Well, I said I'd give it a shot a week ago, so here it is. I'm going to take a stab at explaining Principal Component Analysis in my own words. The concept is not brand new to me, but the method suggested in Aggarwal is more elegant than decomposing sums of squares, which is how I've seen it presented before.
For starters, we have a data matrix D with n rows (observations) and d columns (attributes). For the moment, we're assuming real-valued attributes, though there are ways around that assumption. As our goal is to transform this data into a lesser-dimension linear subspace, we start by mean centering all the attributes, that is, we subtract from each row μ, the d-dimensional mean vector. This projects the data from an affine subspace to a linear subspace, so we can create a basis for the rows. That sets up the next trick: projecting that basis onto an orthonormal basis of lesser dimension while preserving as much variability in the data as possible.
That last statement is often a sticking point for folks. Don't we really want to reduce variability? No. We want to reduce residual variability. That is, we want to have as little variance between the data and the model as possible. The total variability is what it is, so to reduce residual variability, we have to maximize the variability accounted for by the model itself. Thus we are looking for a basis that spreads the data out as much as possible, while reducing the number of dimensions.

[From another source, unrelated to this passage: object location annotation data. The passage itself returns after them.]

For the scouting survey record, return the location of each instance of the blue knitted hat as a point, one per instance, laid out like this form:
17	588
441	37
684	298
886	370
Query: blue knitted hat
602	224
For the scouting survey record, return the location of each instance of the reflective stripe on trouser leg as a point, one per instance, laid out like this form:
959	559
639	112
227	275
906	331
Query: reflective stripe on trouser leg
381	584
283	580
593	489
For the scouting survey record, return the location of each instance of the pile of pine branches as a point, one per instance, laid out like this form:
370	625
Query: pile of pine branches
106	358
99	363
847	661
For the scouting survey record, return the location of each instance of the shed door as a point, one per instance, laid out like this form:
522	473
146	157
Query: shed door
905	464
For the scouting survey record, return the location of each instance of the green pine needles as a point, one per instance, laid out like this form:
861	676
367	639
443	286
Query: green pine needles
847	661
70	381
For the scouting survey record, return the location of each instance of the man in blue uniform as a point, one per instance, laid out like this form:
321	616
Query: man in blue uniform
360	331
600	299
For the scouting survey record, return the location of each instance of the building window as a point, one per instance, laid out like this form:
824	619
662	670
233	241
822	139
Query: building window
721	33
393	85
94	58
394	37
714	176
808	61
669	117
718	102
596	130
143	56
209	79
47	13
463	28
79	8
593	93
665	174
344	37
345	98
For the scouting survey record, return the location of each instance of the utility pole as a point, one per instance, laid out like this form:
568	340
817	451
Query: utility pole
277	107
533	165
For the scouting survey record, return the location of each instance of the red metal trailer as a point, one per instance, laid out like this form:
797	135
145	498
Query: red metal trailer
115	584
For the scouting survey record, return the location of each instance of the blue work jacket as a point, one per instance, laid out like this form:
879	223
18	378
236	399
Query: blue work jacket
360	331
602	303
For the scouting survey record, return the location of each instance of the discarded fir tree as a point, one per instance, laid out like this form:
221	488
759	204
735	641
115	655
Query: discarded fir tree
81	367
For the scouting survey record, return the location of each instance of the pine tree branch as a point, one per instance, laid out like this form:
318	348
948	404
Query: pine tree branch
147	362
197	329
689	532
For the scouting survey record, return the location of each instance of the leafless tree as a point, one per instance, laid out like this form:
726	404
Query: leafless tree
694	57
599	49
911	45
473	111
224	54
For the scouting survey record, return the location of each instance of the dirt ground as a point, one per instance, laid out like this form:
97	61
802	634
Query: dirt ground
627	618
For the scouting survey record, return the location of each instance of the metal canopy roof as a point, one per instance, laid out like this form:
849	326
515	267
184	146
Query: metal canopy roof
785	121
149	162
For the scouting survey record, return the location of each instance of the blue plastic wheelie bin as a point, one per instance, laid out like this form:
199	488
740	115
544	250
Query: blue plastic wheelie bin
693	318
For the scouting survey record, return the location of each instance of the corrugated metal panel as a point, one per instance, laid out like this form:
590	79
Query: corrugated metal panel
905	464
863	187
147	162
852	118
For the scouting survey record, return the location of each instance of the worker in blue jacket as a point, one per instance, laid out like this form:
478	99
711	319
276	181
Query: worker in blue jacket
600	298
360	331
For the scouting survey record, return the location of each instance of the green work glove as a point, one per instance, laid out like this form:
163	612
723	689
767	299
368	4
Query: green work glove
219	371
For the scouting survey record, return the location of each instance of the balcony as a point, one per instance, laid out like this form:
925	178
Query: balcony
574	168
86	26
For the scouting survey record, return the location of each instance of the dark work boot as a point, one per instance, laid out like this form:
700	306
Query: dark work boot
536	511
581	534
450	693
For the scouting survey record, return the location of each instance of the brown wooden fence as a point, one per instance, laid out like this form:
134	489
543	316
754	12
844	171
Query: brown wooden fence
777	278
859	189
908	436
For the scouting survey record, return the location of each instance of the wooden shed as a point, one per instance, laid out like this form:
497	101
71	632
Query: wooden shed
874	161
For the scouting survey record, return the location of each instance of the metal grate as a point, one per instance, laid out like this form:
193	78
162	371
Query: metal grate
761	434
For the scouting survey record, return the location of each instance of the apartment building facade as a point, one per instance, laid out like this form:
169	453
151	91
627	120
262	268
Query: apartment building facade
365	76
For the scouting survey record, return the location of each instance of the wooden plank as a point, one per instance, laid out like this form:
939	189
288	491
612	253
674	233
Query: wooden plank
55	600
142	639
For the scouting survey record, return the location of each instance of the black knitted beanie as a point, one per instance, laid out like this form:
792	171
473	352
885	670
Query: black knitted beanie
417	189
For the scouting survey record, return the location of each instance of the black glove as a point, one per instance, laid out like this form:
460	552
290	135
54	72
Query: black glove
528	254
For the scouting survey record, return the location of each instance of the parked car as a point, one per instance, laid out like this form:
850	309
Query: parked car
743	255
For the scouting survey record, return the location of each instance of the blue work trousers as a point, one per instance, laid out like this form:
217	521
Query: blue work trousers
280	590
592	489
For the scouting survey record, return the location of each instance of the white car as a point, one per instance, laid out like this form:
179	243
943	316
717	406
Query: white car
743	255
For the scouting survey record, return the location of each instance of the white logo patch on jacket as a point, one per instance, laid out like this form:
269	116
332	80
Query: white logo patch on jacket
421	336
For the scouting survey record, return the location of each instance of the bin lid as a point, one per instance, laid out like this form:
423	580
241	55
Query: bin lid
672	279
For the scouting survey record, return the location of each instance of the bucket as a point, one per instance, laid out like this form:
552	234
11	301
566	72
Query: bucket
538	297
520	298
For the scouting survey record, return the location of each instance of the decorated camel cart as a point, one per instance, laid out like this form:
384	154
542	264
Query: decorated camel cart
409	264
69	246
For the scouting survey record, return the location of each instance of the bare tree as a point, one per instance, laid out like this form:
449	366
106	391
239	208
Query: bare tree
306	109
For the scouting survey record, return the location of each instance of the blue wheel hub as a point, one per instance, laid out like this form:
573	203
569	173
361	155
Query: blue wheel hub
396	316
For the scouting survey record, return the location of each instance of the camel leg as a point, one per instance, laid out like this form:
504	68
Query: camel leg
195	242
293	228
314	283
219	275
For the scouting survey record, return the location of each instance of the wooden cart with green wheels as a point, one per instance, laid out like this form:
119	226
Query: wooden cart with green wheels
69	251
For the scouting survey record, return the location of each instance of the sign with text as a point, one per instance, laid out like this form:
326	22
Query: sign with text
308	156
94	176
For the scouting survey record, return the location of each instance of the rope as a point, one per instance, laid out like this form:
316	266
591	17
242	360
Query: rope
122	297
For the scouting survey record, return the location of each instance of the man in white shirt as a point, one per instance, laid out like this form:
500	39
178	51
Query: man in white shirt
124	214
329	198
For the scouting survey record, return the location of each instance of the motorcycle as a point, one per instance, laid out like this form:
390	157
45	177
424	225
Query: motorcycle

OK, back to the technique. Let C be the covariance matrix for D. That is, cij is the covariance between the ith and jth dimensions. Plugging in the formula for the covariance and coming up with C = DTD/n - μTμ will be left as the proverbial exercise for the reader. Now, here's the cool part. C is symmetric and positive semidefinite. Therefore, we can diagonalize it into C = PΛPT.

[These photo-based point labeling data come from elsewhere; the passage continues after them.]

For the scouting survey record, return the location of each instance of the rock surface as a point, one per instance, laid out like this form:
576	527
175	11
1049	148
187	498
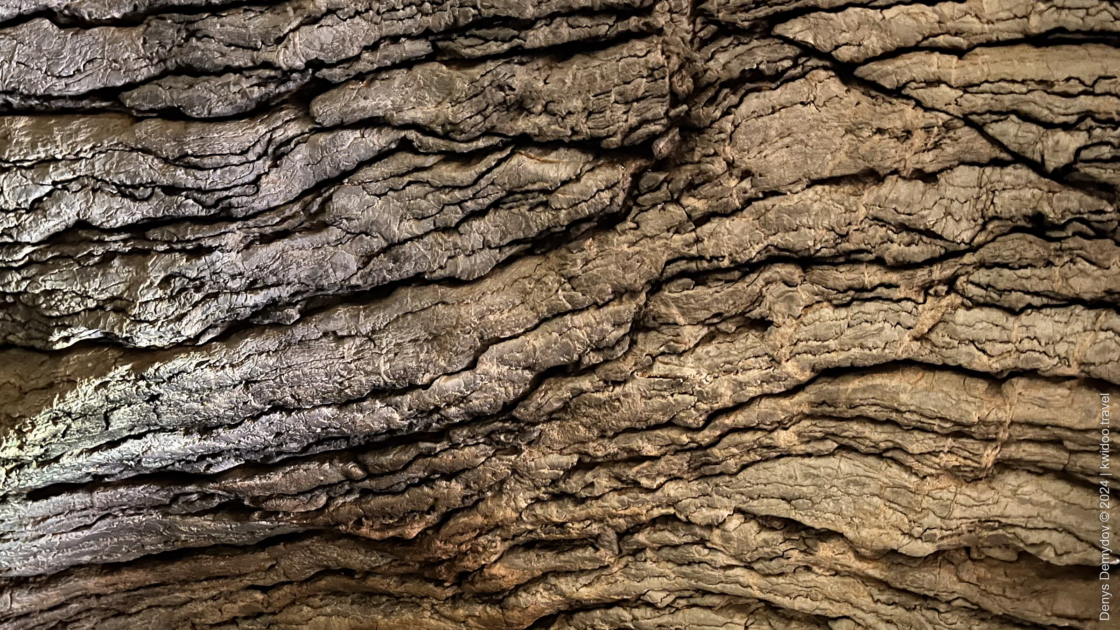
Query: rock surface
566	314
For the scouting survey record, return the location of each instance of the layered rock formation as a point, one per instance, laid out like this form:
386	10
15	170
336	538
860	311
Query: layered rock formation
565	314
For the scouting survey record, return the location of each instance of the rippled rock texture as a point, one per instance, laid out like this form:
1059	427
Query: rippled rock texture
556	314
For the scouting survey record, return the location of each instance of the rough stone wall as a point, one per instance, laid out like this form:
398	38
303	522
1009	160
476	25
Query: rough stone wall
556	314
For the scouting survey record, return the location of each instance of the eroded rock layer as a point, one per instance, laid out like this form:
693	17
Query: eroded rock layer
563	314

What have we done here? We've busted the covariance into two parts: variance along an orthonormal set of eigenvectors (the columns of P) and the variance along each of those vectors (the diagonal elements of Λ, which are also the eigenvalues). Now re-rank the eigenvectors by the magnitude of the eigenvalues and pick the top however many you want as a basis. Blam! Your done. You've now picked the optimal k < d vectors to span your space minimizing the residual variance (which is just the sum of the remaining eigenvalues).
I'm going to have to try this out on some of our data at work. What I'd really like to see is if the reduced basis is pretty constant across all the non-numeric attributes, or if very different spaces emerge for different slices of business. My guess is the latter, which would imply that rolling a bunch of the non-numeric data into the analysis could further improve the model.
Where I'm trying to go with all this is to build a model for a reasonably solid prior using actuals that can then be used to improve the convergence of the posterior distribution when the projection data is sampled.